I know. I'm late. But I didn't want to write this post until 2011 was officially over, just in case I read something that should be added. (I did: Starcrossed.) And then I was going to post the first week of January, but that federal holiday on January 2 - a MONDAY! - completely disarmed me, and I find myself posting on the first day of the second week of January

I officially read 95 books in 2011, and 69 (73%) of those were fiction. The top 10 books of 2011 will appear tomorrow, but here are some awards (re-reads are not up for award):
  • MOST PLEASANT SURPRISE: Starcrossed, by Elizabeth C. Bunce
    • I did not particularly enjoy Bunce's first book, A Curse as Dark as Gold, and so it was with great hesitation that I even began Starcrossed. I'm so glad I did. It's brilliant.
    • (honorable mention: Heist Society, by Ally Carter)
  • MOST ADDICTING: Divergent, by Veronica Roth.
    • I read it en route to my aunt's wedding. I read it in the hotel room before my aunt's wedding. I read it on the way home - using cell phone light - from my aunt's wedding.
    • (honorable mentions: Between Shades of Gray, by Ruta Sepetys)
  • WRITER'S ENVY: The Knife of Never Letting Go, by Patrick Ness
    • It's got the voice. It's got the world-building.
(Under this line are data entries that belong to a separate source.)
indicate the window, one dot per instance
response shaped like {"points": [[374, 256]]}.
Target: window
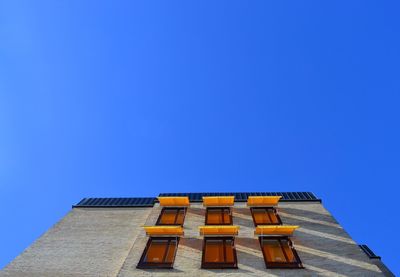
{"points": [[219, 252], [279, 253], [218, 216], [159, 253], [171, 216], [265, 216]]}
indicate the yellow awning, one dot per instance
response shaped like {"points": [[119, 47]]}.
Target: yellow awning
{"points": [[263, 201], [182, 201], [163, 230], [218, 201], [219, 230], [269, 230]]}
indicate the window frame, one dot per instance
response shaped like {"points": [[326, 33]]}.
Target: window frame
{"points": [[222, 209], [209, 265], [266, 208], [176, 216], [164, 265], [281, 265]]}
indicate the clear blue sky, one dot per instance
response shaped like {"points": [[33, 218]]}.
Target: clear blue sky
{"points": [[133, 98]]}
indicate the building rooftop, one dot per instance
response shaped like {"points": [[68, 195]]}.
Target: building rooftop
{"points": [[193, 197]]}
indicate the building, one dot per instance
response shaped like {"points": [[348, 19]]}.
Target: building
{"points": [[198, 234]]}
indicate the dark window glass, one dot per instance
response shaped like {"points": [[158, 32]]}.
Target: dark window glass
{"points": [[218, 216], [172, 216], [159, 253], [219, 252], [279, 253], [265, 216]]}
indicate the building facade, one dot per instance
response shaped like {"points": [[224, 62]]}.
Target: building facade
{"points": [[198, 234]]}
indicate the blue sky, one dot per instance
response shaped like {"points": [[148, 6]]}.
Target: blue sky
{"points": [[133, 98]]}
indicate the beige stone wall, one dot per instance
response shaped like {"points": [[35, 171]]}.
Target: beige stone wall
{"points": [[86, 242], [109, 242]]}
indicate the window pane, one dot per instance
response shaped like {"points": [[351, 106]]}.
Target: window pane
{"points": [[172, 217], [214, 251], [273, 219], [156, 251], [265, 216], [181, 216], [171, 251], [288, 251], [260, 216], [227, 218], [273, 251], [218, 216], [229, 251], [168, 217], [214, 217]]}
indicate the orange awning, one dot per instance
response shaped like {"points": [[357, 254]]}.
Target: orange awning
{"points": [[174, 201], [163, 230], [268, 230], [218, 201], [219, 230], [263, 201]]}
And it takes the "make bad things happen to your characters" rule to a whole new level.
    • (honorable mention: Starcrossed, by Elizabeth C. Bunce)
  • LAUGH-OUT-LOUD FUNNY: A Countess Below Stairs, by Eva Ibbotson
    • (honorable mention: Heist Society, by Ally Carter)
  • BEST WORLD-BUILDING: Starcrossed, by Elizabeth C. Bunce
    • Masterful, just masterful. The clothes, the politics, the religion, the geography. All of it.
    • (honorable mention: Like Mandarin, by Kirsten Hubbard)
  • BEST ROMANCE: A Countess Below Stairs, by Eva Ibbotson
    • (honorable mention: Immanuel's Veins, by Ted Dekker)
    • MOST SWOON-WORTHY: A Countess Below Stairs, by Eva Ibbotson
      • (honorable mention: Heist Society, by Ally Carter)
Got any more "best-of"s that I can add? Let me know, and they shall be added. Your wish is my command in this department.